少なくとも、新しいMicrosoft Office形式の文書を開きたいのにパソコンにOfficeが入っていない、という場面では、このスイートはファイルを開いて編集・保存するための最適なソリューションになります。
その他の主な機能
WPS Officeには、発見するまでに時間のかかる隠れた機能がたくさんあります。ここでは特筆すべき機能をいくつかご紹介します。
- ユーザーアカウントにサインインすると1GBの無料オンラインストレージが付与されます。既存のGoogle、Twitter、Dropbox、Facebookアカウントを利用するか、メールアドレスで新規登録できます。
- プログラム内からミニアプリを追加でき、PDFをWordやExcel形式に変換したり、画面録画を行ったり、OCR機能で画像やスクリーンショットからテキストを読み取ったりできます。
- チームを作成すれば、ファイル共有やドキュメントの共同編集が可能です。
- 公式サイトやWPS Office内の「テンプレート」エリアから無料テンプレートにアクセスし、ポスターやカードなどを素早く作成できます。
- プロジェクトごとに個別のワークスペースを作成し、作業に集中できる環境を整えられます。
- ファイルはローカルのほか、Google DriveやDropboxアカウントからも開けます。WPS Cloudに保存したファイルにもアプリから直接アクセス可能です。
- 誰とでもファイルを共有でき、有効期限の設定やダウンロード制限も選べます。ドキュメントはスマートフォンへも簡単に転送できます。
- 「タイムドバックアップ」機能により、ドキュメントのバックアップが自動保存され、最大60日後まで復元できます。
- ネット接続が不安定な環境ではオフラインインストーラーを、通常はオンラインインストーラーを選択しましょう。
- 内蔵のファイル検索ツール「WPS Search」を使えば、パソコン全体からドキュメントや画像を素早く見つけられます。
- カスタムカラー設定でテーマを変更し、インターフェースをお好みにカスタマイズできます。
- 有料版では、PDF編集、ファイル形式変換、広告非表示、大容量クラウドストレージなどの追加機能が利用できます。
WPS Officeの総評
WPS Officeを他の有料・無料のオフィススイートと比較すると、データベースプログラムやリアルタイムのスペルチェックなど、欠けている機能がすぐに見つかるでしょう。しかし、WPS Office単体の長所に目を向けることも大切です。

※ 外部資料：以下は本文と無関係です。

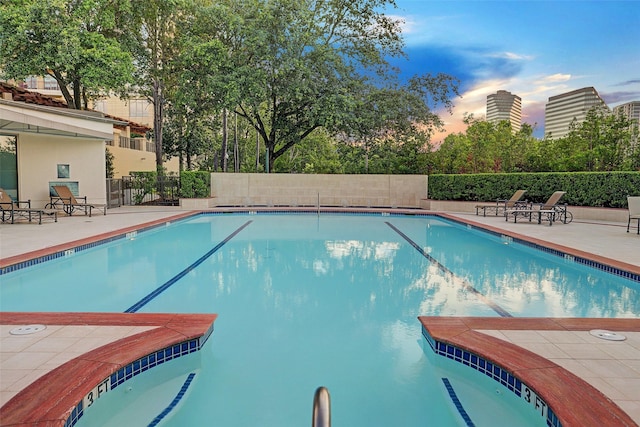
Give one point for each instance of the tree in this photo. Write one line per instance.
(303, 65)
(76, 43)
(153, 28)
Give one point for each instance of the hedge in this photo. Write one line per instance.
(195, 184)
(596, 189)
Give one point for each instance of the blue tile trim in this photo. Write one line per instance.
(495, 372)
(137, 306)
(594, 264)
(578, 259)
(457, 403)
(139, 366)
(501, 311)
(174, 402)
(55, 255)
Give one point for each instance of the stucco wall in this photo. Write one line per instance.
(239, 189)
(39, 155)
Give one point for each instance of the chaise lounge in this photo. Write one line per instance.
(634, 211)
(550, 211)
(502, 205)
(12, 209)
(65, 200)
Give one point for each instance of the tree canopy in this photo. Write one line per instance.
(294, 66)
(76, 43)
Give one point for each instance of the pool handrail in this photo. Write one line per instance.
(321, 408)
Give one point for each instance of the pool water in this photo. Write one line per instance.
(331, 300)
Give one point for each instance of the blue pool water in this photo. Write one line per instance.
(332, 300)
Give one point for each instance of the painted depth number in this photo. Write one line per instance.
(96, 393)
(534, 400)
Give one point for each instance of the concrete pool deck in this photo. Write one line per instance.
(615, 373)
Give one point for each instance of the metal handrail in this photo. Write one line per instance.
(321, 408)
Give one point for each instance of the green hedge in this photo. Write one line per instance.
(195, 184)
(601, 189)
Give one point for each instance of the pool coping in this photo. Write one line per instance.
(51, 399)
(538, 243)
(574, 401)
(630, 270)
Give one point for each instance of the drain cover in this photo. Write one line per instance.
(27, 329)
(607, 335)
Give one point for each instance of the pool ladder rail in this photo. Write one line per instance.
(321, 408)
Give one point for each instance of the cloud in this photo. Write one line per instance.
(553, 78)
(620, 97)
(628, 82)
(513, 56)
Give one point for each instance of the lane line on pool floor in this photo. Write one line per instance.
(456, 402)
(174, 402)
(465, 284)
(137, 306)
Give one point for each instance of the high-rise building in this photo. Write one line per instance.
(630, 110)
(562, 110)
(504, 105)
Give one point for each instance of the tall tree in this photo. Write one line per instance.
(75, 42)
(153, 30)
(300, 65)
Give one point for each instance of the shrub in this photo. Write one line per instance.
(596, 189)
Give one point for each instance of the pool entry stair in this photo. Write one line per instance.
(559, 397)
(62, 396)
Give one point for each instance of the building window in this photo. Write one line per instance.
(138, 108)
(50, 83)
(100, 105)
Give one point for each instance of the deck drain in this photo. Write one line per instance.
(27, 329)
(607, 335)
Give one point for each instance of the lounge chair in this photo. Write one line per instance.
(502, 205)
(634, 211)
(65, 200)
(11, 209)
(550, 211)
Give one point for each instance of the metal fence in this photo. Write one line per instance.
(131, 191)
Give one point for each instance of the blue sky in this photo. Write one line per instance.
(534, 49)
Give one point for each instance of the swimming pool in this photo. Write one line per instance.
(310, 300)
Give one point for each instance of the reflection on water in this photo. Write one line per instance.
(305, 301)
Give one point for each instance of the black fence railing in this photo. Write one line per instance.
(163, 190)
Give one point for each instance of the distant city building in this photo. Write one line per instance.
(562, 110)
(504, 105)
(631, 111)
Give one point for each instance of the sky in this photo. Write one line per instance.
(533, 49)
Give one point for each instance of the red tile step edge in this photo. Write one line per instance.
(49, 400)
(574, 401)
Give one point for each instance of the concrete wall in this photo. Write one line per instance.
(241, 189)
(39, 155)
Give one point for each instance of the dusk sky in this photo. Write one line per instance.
(534, 49)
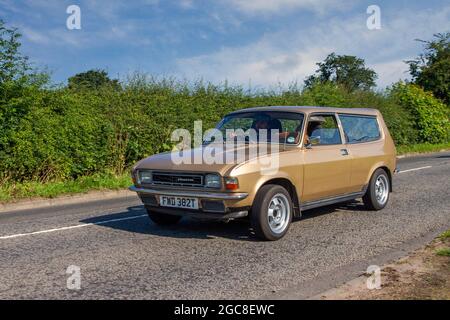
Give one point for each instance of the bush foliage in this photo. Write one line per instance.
(49, 134)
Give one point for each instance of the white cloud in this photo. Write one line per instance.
(275, 6)
(286, 56)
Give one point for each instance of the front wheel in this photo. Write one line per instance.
(272, 212)
(377, 194)
(163, 219)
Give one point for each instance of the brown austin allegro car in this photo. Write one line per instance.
(325, 156)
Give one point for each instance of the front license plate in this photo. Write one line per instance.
(178, 202)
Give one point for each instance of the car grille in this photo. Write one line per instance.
(178, 179)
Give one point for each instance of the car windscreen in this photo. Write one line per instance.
(267, 126)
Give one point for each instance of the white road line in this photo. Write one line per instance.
(70, 227)
(414, 169)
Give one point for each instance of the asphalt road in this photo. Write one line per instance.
(122, 255)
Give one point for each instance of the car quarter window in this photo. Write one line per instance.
(359, 129)
(323, 130)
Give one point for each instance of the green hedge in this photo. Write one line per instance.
(49, 134)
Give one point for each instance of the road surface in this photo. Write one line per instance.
(122, 255)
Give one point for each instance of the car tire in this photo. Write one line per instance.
(162, 218)
(377, 194)
(272, 212)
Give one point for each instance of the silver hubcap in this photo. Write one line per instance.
(278, 213)
(381, 189)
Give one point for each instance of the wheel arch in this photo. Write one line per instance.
(290, 187)
(386, 169)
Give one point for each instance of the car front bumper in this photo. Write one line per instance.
(212, 205)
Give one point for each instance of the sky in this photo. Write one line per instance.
(254, 43)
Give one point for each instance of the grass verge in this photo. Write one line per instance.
(11, 192)
(422, 275)
(422, 148)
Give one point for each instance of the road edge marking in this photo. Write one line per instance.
(415, 169)
(69, 227)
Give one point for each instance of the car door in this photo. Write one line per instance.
(327, 164)
(364, 142)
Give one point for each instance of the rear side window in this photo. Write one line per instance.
(360, 128)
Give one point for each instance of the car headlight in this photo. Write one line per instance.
(144, 176)
(231, 183)
(212, 181)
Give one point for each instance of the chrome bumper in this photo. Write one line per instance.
(194, 194)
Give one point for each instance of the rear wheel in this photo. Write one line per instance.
(162, 218)
(377, 194)
(271, 212)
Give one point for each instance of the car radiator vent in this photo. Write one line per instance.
(178, 179)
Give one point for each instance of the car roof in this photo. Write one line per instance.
(311, 109)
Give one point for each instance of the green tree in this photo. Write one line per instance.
(348, 71)
(13, 64)
(431, 70)
(92, 79)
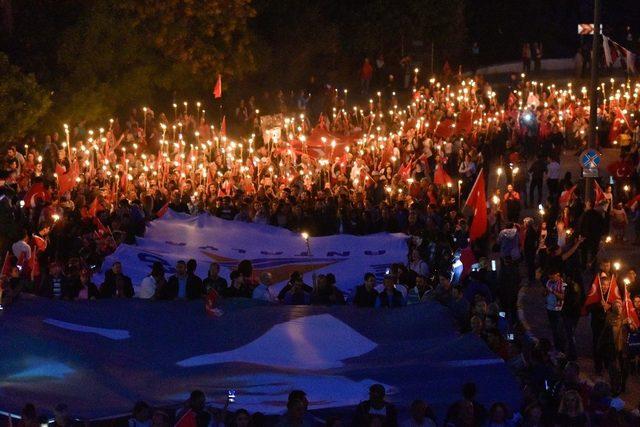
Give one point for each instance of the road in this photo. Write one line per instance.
(532, 299)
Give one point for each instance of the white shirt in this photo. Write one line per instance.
(553, 170)
(20, 247)
(147, 288)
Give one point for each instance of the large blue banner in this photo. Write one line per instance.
(102, 356)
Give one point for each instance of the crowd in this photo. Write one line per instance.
(66, 202)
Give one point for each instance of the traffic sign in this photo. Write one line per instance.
(590, 159)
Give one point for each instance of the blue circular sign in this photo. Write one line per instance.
(590, 159)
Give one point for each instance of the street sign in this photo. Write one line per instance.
(590, 160)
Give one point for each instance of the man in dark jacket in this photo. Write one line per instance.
(376, 406)
(183, 285)
(55, 284)
(366, 295)
(116, 284)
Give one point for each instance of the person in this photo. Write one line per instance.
(537, 170)
(537, 57)
(499, 416)
(152, 283)
(555, 292)
(598, 313)
(571, 411)
(194, 409)
(21, 249)
(421, 415)
(612, 347)
(420, 292)
(214, 280)
(296, 415)
(238, 287)
(571, 311)
(294, 279)
(553, 177)
(512, 204)
(325, 291)
(85, 288)
(55, 284)
(116, 284)
(390, 297)
(366, 73)
(468, 409)
(297, 294)
(182, 285)
(366, 294)
(376, 405)
(263, 291)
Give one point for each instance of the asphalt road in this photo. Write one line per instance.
(532, 299)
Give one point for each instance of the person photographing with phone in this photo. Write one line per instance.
(554, 295)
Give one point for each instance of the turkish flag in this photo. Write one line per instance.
(614, 292)
(217, 89)
(6, 266)
(477, 200)
(594, 296)
(566, 196)
(599, 193)
(440, 176)
(37, 191)
(67, 181)
(630, 310)
(94, 208)
(223, 126)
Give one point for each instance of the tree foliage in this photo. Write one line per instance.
(22, 101)
(122, 54)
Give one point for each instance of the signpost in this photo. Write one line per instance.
(590, 160)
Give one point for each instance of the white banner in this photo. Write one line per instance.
(270, 249)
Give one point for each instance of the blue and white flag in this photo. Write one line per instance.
(270, 249)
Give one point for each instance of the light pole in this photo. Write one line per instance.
(593, 95)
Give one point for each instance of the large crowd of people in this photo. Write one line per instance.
(315, 161)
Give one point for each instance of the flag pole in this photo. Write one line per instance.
(593, 96)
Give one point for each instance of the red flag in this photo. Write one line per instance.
(123, 182)
(614, 292)
(37, 191)
(67, 181)
(35, 265)
(163, 210)
(188, 419)
(39, 243)
(100, 226)
(60, 170)
(6, 266)
(440, 176)
(217, 90)
(599, 193)
(94, 208)
(594, 296)
(630, 310)
(223, 126)
(477, 200)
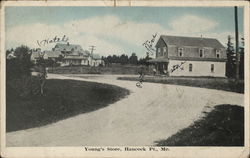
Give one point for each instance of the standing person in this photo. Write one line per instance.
(141, 77)
(154, 71)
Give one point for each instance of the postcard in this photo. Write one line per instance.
(125, 79)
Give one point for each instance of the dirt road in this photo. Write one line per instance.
(148, 114)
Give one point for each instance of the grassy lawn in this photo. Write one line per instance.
(223, 126)
(64, 98)
(203, 82)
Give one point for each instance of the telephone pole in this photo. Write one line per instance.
(92, 48)
(237, 44)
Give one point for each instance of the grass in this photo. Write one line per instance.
(64, 98)
(223, 126)
(203, 82)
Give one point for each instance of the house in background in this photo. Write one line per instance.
(190, 56)
(35, 55)
(70, 55)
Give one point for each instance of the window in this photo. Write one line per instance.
(180, 52)
(217, 53)
(190, 67)
(212, 67)
(164, 51)
(201, 51)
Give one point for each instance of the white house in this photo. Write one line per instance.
(190, 56)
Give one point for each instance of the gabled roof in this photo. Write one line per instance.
(192, 41)
(68, 47)
(96, 56)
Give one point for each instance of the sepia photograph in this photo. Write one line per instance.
(125, 78)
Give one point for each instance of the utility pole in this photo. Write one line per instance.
(92, 48)
(237, 44)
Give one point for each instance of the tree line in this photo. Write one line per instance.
(125, 59)
(231, 59)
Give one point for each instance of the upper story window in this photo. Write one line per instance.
(164, 51)
(190, 67)
(180, 52)
(201, 53)
(217, 53)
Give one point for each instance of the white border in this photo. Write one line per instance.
(174, 151)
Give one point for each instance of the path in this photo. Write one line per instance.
(151, 113)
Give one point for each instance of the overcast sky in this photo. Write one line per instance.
(116, 30)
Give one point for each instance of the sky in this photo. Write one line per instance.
(116, 30)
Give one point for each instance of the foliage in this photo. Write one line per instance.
(231, 59)
(242, 56)
(122, 59)
(20, 65)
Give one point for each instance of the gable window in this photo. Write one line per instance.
(190, 67)
(217, 53)
(212, 67)
(201, 53)
(164, 51)
(180, 52)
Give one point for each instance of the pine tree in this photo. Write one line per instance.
(231, 59)
(242, 52)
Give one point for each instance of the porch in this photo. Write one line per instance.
(160, 65)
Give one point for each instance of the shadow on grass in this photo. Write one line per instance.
(64, 99)
(223, 126)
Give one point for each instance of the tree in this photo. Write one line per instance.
(42, 75)
(18, 71)
(133, 59)
(242, 56)
(231, 59)
(124, 59)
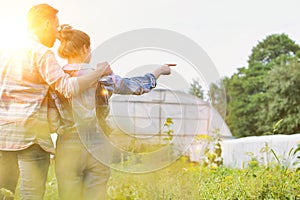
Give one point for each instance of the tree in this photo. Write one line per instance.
(247, 90)
(196, 89)
(217, 96)
(283, 99)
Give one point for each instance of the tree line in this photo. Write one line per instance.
(264, 96)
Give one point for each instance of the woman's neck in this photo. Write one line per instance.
(75, 60)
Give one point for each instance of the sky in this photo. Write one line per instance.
(226, 30)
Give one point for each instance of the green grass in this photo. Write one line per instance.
(187, 180)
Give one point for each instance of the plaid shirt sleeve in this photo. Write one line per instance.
(134, 85)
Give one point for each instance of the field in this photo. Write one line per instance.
(184, 180)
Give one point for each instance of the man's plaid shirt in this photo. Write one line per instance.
(25, 77)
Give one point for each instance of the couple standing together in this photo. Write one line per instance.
(37, 96)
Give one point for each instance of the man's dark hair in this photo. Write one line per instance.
(39, 14)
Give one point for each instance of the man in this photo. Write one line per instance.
(25, 77)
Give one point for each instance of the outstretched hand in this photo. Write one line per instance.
(103, 69)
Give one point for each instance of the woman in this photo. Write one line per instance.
(80, 175)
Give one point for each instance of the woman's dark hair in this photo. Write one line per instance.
(72, 41)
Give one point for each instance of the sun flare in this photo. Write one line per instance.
(13, 34)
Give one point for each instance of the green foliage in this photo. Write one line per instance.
(6, 193)
(169, 132)
(196, 89)
(282, 98)
(217, 96)
(212, 150)
(184, 179)
(252, 108)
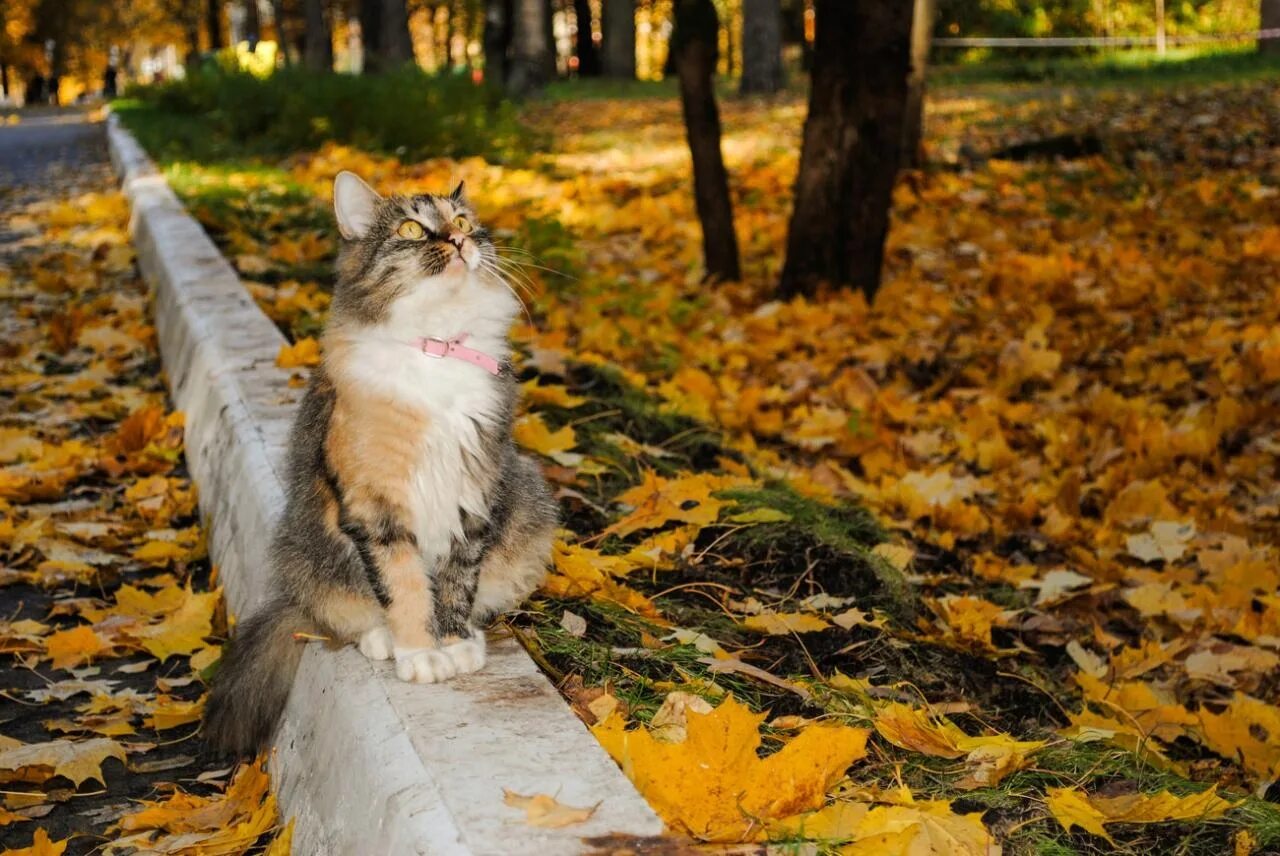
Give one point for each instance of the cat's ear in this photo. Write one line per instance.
(355, 204)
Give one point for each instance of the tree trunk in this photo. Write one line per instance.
(913, 119)
(318, 51)
(1270, 21)
(214, 24)
(695, 50)
(853, 140)
(282, 39)
(618, 28)
(394, 45)
(762, 46)
(531, 58)
(252, 23)
(497, 40)
(588, 56)
(370, 35)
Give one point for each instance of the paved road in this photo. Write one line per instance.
(51, 154)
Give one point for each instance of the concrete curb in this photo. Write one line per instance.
(365, 763)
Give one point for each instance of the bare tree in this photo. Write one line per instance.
(694, 45)
(853, 141)
(618, 32)
(318, 50)
(913, 122)
(531, 59)
(1270, 19)
(762, 46)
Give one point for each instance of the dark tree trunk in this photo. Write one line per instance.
(762, 46)
(618, 32)
(371, 33)
(588, 56)
(394, 45)
(853, 140)
(531, 58)
(1270, 19)
(282, 37)
(695, 50)
(252, 24)
(913, 119)
(318, 51)
(214, 24)
(497, 40)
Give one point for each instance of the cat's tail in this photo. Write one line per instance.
(255, 677)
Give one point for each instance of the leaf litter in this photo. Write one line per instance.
(1013, 523)
(110, 619)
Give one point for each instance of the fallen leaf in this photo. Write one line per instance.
(543, 810)
(714, 786)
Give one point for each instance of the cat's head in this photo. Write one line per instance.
(410, 253)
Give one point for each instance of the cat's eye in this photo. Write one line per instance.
(411, 229)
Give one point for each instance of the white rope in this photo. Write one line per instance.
(1102, 41)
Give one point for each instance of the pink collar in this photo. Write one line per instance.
(440, 348)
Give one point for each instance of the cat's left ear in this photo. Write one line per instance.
(353, 202)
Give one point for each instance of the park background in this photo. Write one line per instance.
(956, 507)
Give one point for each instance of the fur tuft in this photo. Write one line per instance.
(255, 677)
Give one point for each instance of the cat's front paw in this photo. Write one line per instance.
(424, 665)
(467, 654)
(376, 644)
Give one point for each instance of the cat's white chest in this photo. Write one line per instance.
(458, 402)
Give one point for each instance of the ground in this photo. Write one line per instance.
(97, 522)
(986, 559)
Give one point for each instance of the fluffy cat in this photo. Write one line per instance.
(411, 520)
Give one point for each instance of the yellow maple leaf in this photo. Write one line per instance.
(552, 394)
(658, 500)
(220, 823)
(782, 623)
(533, 433)
(714, 787)
(988, 758)
(543, 810)
(1073, 808)
(926, 828)
(69, 648)
(300, 355)
(40, 845)
(169, 713)
(77, 760)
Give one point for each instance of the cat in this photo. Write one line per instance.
(411, 518)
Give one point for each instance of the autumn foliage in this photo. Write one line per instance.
(986, 563)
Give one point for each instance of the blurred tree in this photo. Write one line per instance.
(913, 122)
(252, 23)
(384, 35)
(853, 141)
(497, 39)
(214, 24)
(588, 55)
(1270, 19)
(533, 60)
(318, 39)
(762, 46)
(618, 31)
(694, 44)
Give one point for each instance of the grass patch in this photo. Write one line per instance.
(218, 114)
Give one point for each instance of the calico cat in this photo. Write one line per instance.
(411, 517)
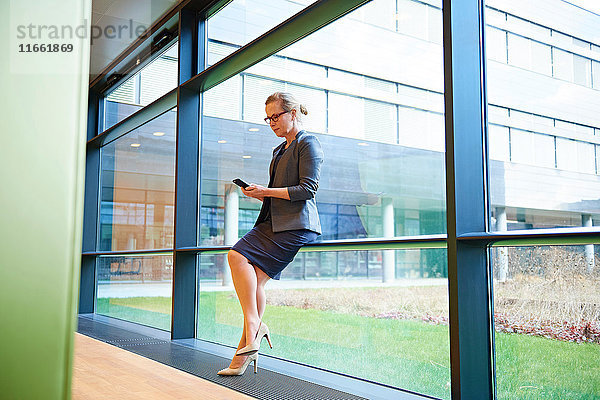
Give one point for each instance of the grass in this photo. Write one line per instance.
(410, 354)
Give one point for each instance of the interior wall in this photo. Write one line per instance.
(43, 111)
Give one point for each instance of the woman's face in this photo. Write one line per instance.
(285, 122)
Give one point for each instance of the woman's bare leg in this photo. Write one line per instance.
(261, 279)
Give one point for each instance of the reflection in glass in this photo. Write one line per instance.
(547, 321)
(242, 21)
(542, 115)
(396, 334)
(136, 288)
(150, 83)
(380, 123)
(138, 188)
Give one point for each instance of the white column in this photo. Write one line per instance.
(389, 256)
(232, 207)
(131, 242)
(586, 220)
(502, 252)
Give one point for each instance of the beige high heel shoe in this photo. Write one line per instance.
(240, 370)
(253, 347)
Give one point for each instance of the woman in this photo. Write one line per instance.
(288, 220)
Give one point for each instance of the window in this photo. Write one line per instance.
(373, 184)
(562, 64)
(496, 44)
(156, 79)
(138, 188)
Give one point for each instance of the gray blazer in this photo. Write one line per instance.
(299, 170)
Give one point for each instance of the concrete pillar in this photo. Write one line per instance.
(232, 208)
(389, 256)
(502, 252)
(586, 221)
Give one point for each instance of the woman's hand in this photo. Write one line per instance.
(256, 191)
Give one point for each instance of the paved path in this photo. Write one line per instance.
(164, 289)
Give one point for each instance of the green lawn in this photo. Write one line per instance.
(409, 354)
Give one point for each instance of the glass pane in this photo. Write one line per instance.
(378, 115)
(138, 187)
(547, 321)
(542, 114)
(395, 334)
(136, 289)
(242, 21)
(153, 81)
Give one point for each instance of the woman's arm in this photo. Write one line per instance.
(309, 168)
(260, 192)
(311, 158)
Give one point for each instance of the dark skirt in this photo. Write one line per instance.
(272, 252)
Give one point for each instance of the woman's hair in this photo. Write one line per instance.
(288, 103)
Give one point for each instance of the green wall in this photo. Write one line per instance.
(43, 111)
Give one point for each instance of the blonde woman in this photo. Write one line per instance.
(287, 221)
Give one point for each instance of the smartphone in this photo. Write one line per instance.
(240, 183)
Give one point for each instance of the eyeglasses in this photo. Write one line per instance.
(274, 117)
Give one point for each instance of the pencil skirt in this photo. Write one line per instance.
(272, 251)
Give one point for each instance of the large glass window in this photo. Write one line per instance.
(136, 288)
(547, 321)
(379, 117)
(547, 177)
(241, 21)
(395, 334)
(157, 78)
(138, 188)
(382, 130)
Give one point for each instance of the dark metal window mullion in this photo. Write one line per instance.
(187, 161)
(471, 341)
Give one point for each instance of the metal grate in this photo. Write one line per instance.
(266, 384)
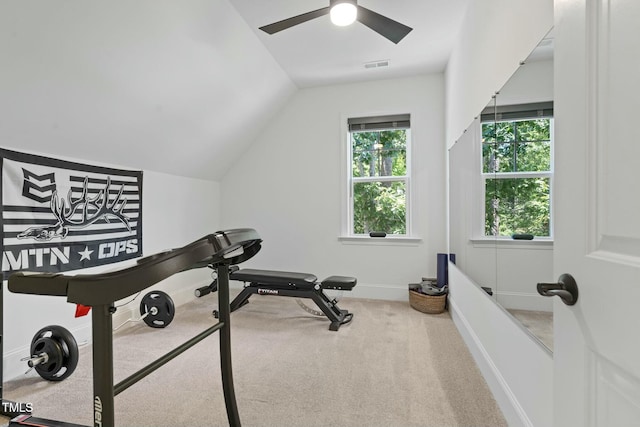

数百もの独自機能を備えていることよりも、使いやすさの方が重要な場合もあります。筆者にとってWPS Officeは、最も使いやすく、見た目も洗練されたオフィススイートです。使用中にトラブルに遭遇したことは一度もなく、タブ式インターフェースのおかげで作業領域がすっきりと整理されています。
見た目の良さだけでなく、多くの一般的なファイル形式に対応した柔軟性もあり、それがこのソフトの魅力をさらに高めています。無料でここまでの完成度なら、試してみる価値は十分にあると言えるでしょう。